The stories we tell amongst ourselves by word of mouth, in books, movies and TV, both reflect and contribute to, the mythic fundament of our taken-for-granted reality.
Apocalyptic themes have permeated the lore of many, though not all, cultures. There are stories of grand beginnings and calamitous endings but there are also stories of what has always been and will always be, as well — stories of our immortality by way of continuation.
Grand beginnings and calamitous ends figure prominently in our Scientistic age, thanks in great part, according E. A. Burtt, to its metaphysical origins in Pythagorean and neo-Platonic reduction and Judeo-Christian doctrine.
We need to understand that apocalyptic myths are not built into our brains. They are stories we construct in the service of particular kinds of practical relations amongst ourselves as we go forward in the world.

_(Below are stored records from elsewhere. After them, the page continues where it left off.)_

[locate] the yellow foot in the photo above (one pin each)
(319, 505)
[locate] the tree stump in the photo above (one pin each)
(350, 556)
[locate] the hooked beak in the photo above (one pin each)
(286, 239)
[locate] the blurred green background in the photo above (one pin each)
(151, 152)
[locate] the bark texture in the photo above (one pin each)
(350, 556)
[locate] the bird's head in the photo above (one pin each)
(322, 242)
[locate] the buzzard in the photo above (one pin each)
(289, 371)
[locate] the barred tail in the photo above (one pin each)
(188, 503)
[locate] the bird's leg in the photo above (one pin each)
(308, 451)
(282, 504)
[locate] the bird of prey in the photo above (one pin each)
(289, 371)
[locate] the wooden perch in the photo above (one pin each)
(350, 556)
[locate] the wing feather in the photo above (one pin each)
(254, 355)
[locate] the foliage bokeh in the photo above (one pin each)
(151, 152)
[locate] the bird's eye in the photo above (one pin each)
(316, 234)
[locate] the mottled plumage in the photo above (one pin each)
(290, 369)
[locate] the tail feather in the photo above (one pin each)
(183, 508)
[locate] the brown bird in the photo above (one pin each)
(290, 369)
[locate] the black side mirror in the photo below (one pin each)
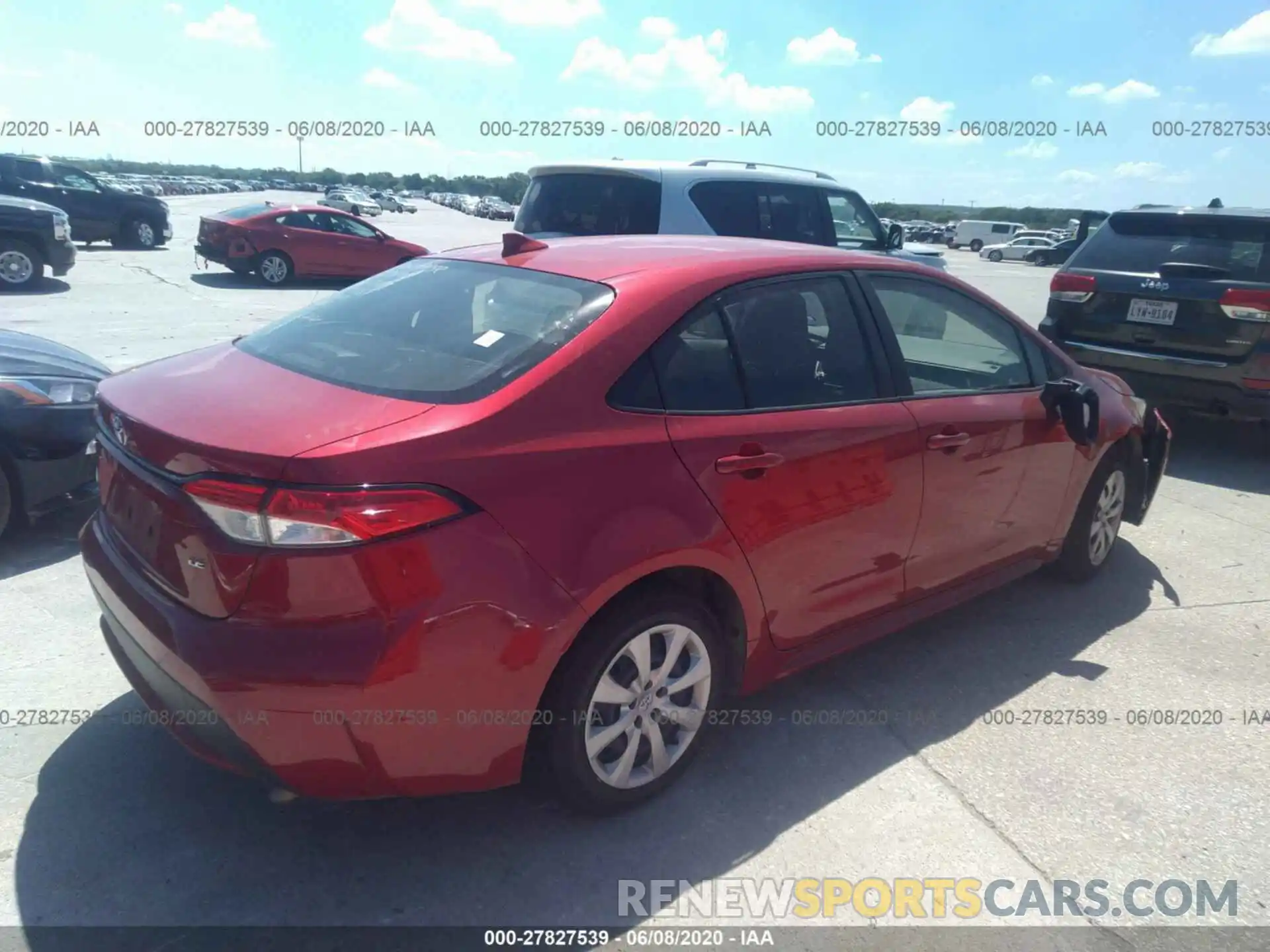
(1076, 405)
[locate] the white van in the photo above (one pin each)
(977, 234)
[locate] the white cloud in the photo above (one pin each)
(1127, 91)
(1138, 171)
(415, 26)
(1253, 36)
(926, 110)
(382, 79)
(1035, 149)
(658, 28)
(229, 26)
(541, 13)
(683, 61)
(1148, 172)
(827, 48)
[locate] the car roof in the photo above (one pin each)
(683, 172)
(603, 258)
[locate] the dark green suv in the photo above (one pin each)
(1176, 302)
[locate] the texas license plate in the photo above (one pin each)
(1152, 311)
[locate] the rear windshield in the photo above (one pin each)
(433, 331)
(586, 204)
(247, 211)
(1141, 243)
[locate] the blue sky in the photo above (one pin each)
(1127, 63)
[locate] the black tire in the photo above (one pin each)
(5, 502)
(567, 763)
(275, 268)
(139, 234)
(1078, 561)
(22, 267)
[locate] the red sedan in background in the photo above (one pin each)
(564, 499)
(278, 243)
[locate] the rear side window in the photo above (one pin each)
(1138, 244)
(433, 331)
(767, 210)
(586, 204)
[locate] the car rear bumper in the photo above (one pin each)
(436, 696)
(62, 257)
(1209, 386)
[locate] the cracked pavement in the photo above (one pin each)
(114, 824)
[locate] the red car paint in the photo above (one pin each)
(415, 664)
(239, 241)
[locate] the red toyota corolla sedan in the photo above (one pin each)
(563, 499)
(278, 243)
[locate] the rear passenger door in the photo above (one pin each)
(996, 465)
(780, 407)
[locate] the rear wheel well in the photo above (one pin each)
(702, 586)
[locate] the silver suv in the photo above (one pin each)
(708, 197)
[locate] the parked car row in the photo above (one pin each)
(483, 207)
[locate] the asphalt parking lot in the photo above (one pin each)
(114, 824)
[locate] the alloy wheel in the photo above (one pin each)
(273, 270)
(16, 268)
(1108, 513)
(648, 706)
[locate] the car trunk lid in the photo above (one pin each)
(219, 412)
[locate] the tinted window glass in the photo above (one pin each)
(854, 221)
(636, 389)
(1140, 244)
(581, 204)
(305, 220)
(730, 207)
(30, 171)
(351, 226)
(247, 211)
(69, 177)
(799, 344)
(949, 340)
(433, 331)
(697, 368)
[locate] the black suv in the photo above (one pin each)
(32, 235)
(1176, 302)
(97, 212)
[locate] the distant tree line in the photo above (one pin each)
(940, 214)
(507, 187)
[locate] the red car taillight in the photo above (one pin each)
(287, 517)
(1246, 305)
(1072, 287)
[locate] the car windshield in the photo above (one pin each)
(247, 211)
(1140, 243)
(435, 331)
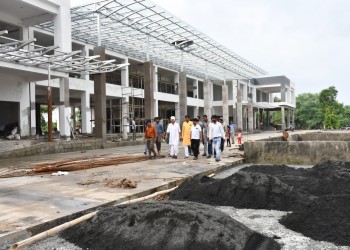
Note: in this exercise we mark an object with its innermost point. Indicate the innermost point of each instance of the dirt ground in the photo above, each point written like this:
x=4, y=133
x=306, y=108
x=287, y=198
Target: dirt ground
x=161, y=225
x=319, y=196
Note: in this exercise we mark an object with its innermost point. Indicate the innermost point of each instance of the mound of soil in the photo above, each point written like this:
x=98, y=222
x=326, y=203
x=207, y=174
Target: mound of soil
x=165, y=225
x=241, y=190
x=326, y=218
x=325, y=178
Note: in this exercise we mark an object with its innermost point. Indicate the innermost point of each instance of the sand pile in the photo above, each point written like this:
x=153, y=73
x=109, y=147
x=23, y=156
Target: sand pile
x=165, y=225
x=241, y=190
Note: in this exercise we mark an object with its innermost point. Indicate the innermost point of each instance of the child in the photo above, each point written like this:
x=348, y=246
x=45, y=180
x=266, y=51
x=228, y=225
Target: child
x=240, y=136
x=227, y=135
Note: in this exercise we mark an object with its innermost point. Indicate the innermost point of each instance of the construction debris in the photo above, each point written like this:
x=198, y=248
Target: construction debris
x=123, y=183
x=74, y=164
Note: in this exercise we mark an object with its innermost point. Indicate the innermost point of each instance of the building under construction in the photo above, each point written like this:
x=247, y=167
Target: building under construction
x=168, y=68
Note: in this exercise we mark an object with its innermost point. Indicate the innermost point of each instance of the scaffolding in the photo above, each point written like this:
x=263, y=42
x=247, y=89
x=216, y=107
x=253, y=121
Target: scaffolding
x=129, y=106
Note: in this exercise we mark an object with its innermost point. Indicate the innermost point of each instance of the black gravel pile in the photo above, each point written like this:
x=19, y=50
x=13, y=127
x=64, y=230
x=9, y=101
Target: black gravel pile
x=165, y=225
x=241, y=190
x=326, y=218
x=325, y=178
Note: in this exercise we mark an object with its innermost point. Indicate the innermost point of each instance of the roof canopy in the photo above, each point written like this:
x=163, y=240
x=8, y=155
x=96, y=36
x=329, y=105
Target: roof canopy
x=140, y=29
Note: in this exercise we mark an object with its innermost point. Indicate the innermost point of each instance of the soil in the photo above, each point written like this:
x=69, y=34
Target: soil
x=165, y=225
x=327, y=218
x=319, y=196
x=242, y=190
x=325, y=178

Scientism, born during the Enlightenment, in which the endless and industrious reduction of everything and ourselves to elemental particles in a unified field, bouncing around pointlessly, reflects and enables our current hi-tech M.O. for acting forward in the word. This reduction reflects and contributes to our preoccupation with a cold and heartless end-time — a darkness rising.
But if we know this is how we work — that the stories we create and tell amongst ourselves make us what we are and what we are becoming, then we can aim to become better story tellers. We can teach our young how story works and how to tell stories that work better. This is not much different than teaching ourselves that the work of singing and dancing our way forward into the future is more important than the rear-view-mirror work we do that is aimed at taking apart and reverse engineering the clockwork of the universe — including ourselves.